With a debt-to-equity ratio of just 0.2x (good for any company), Chevron has the capacity to take on debt during energy downturns. That allows it to support its dividend and business while oil prices are weak and, when oil prices recover, it pays down the debt in preparation for the next weak patch.
Simply put, Chevron knows how to survive the energy cycle.
Enterprise sidesteps commodity risk
While even conservative investors should feel pretty comfortable owning Chevron, there's still material exposure to commodity price volatility in the business. If you want to avoid that, you should look at Enterprise Products Partners, which operates solely in the midstream segment of the broader energy sector. It owns energy infrastructure assets like pipelines, storage, processing, and transportation facilities.
What separates Enterprise's business from Chevron's business is that midstream operators are basically just toll takers within the broader energy landscape. Enterprise doesn't really care that much about the price of oil, since it gets paid the same to move oil, no matter what the commodity costs. So long as demand for energy remains strong, which it usually does, given the importance of energy to the global economy, Enterprise's cash flows will remain robust.
To put some numbers on that, investment-grade-rated Enterprise's distributable cash flow covered its distribution 1.7x over the past 12 months. The strength of the business approach is what has allowed the master limited partnership (MLP) to increase its distribution for 27 consecutive years, which is roughly how long the business has existed.
There are some tax complications to consider with MLPs, including Schedule K-1 tax forms come tax time. But the lofty 6.9% distribution yield will likely be ample compensation for the extra work for conservative investors looking to add some energy into their portfolio mix. A $1,000 investment will allow you to buy roughly 31 MLP units.

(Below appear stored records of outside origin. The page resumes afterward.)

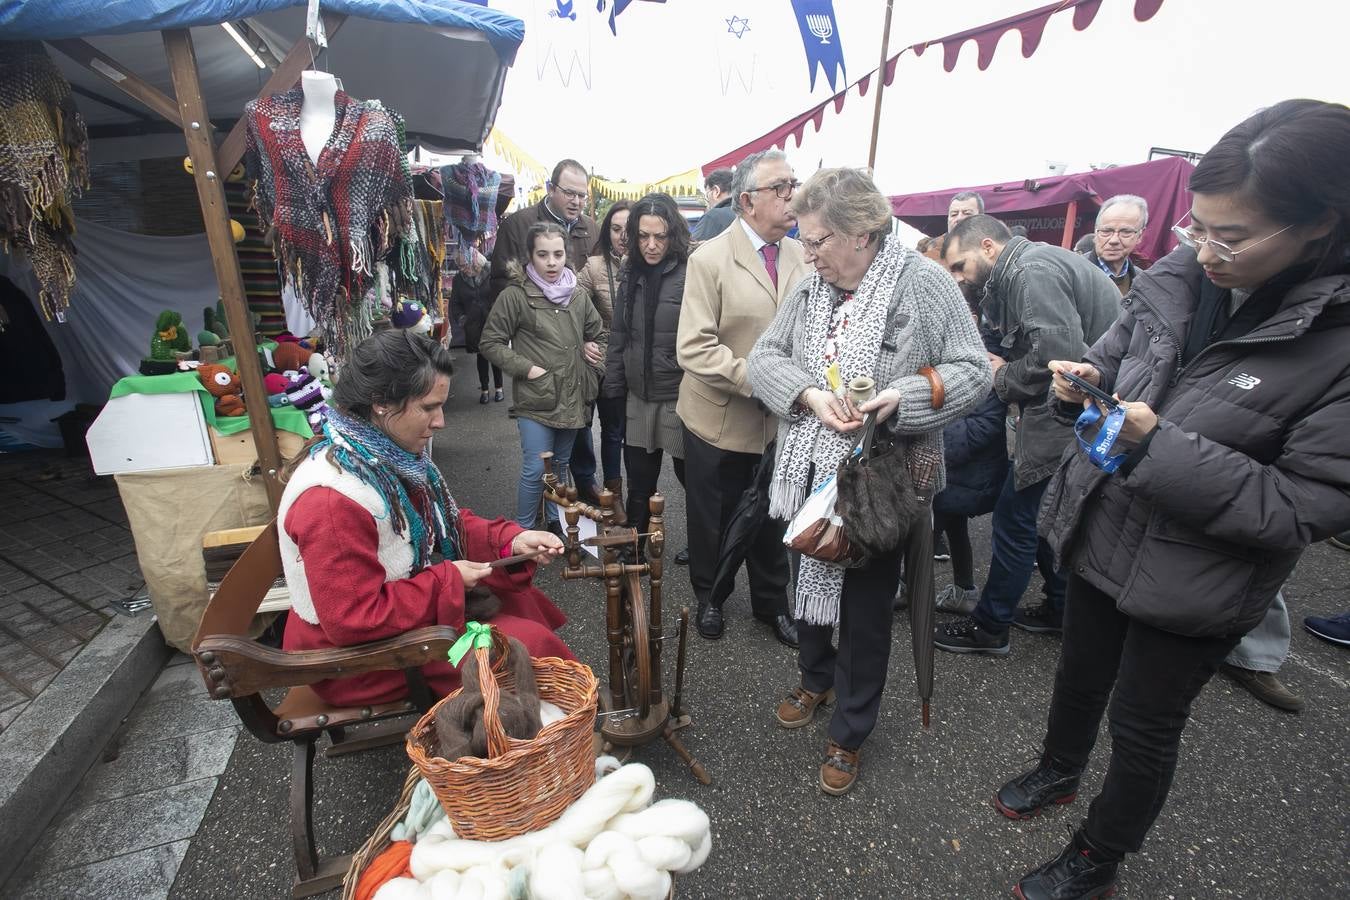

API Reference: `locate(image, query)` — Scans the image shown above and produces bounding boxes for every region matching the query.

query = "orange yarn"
[354,840,413,900]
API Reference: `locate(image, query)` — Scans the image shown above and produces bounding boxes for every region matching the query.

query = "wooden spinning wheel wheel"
[540,454,710,784]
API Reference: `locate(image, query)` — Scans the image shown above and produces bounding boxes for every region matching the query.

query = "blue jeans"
[516,419,578,528]
[1224,590,1290,673]
[972,469,1066,632]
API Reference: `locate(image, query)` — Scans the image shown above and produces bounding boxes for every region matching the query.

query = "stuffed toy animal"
[269,340,313,374]
[198,363,245,417]
[149,311,192,360]
[434,635,542,761]
[391,299,433,335]
[284,367,331,427]
[264,372,292,408]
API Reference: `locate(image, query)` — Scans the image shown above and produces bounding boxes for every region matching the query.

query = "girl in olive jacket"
[480,222,605,528]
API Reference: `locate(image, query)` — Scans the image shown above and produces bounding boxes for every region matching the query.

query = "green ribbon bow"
[448,621,493,667]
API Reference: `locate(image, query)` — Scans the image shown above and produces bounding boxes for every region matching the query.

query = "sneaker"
[1014,602,1064,635]
[934,615,1010,656]
[1327,530,1350,551]
[935,583,979,614]
[994,755,1083,820]
[1013,829,1120,900]
[1303,610,1350,646]
[933,533,951,561]
[1219,663,1304,712]
[494,388,505,402]
[479,391,490,405]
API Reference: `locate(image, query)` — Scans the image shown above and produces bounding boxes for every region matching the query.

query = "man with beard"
[936,215,1118,655]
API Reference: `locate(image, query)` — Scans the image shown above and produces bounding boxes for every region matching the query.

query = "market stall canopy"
[889,156,1194,265]
[1,0,525,161]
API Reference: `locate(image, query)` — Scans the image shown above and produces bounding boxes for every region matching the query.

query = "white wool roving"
[378,763,711,900]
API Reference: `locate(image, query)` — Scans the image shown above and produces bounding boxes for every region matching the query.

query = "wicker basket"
[406,626,599,842]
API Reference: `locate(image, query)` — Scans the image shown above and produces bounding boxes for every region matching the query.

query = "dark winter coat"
[451,268,493,354]
[933,388,1009,519]
[980,236,1120,488]
[488,199,597,305]
[1039,247,1350,638]
[604,256,686,403]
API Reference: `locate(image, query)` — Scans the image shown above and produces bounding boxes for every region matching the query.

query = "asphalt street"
[172,350,1350,899]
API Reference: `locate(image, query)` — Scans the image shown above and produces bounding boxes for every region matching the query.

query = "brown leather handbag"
[786,514,862,564]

Buy and hold Chevron and Enterprise
The really big story with Chevron and Enterprise, however, is that you can buy them and comfortably hold through the energy price volatility that will occur over time. That's the key to the story with these two industry-leading and financially strong high-yield investments. If you are a long-term dividend investor, they could fill an important void in your portfolio if you have been fearful of adding direct energy investments to the mix.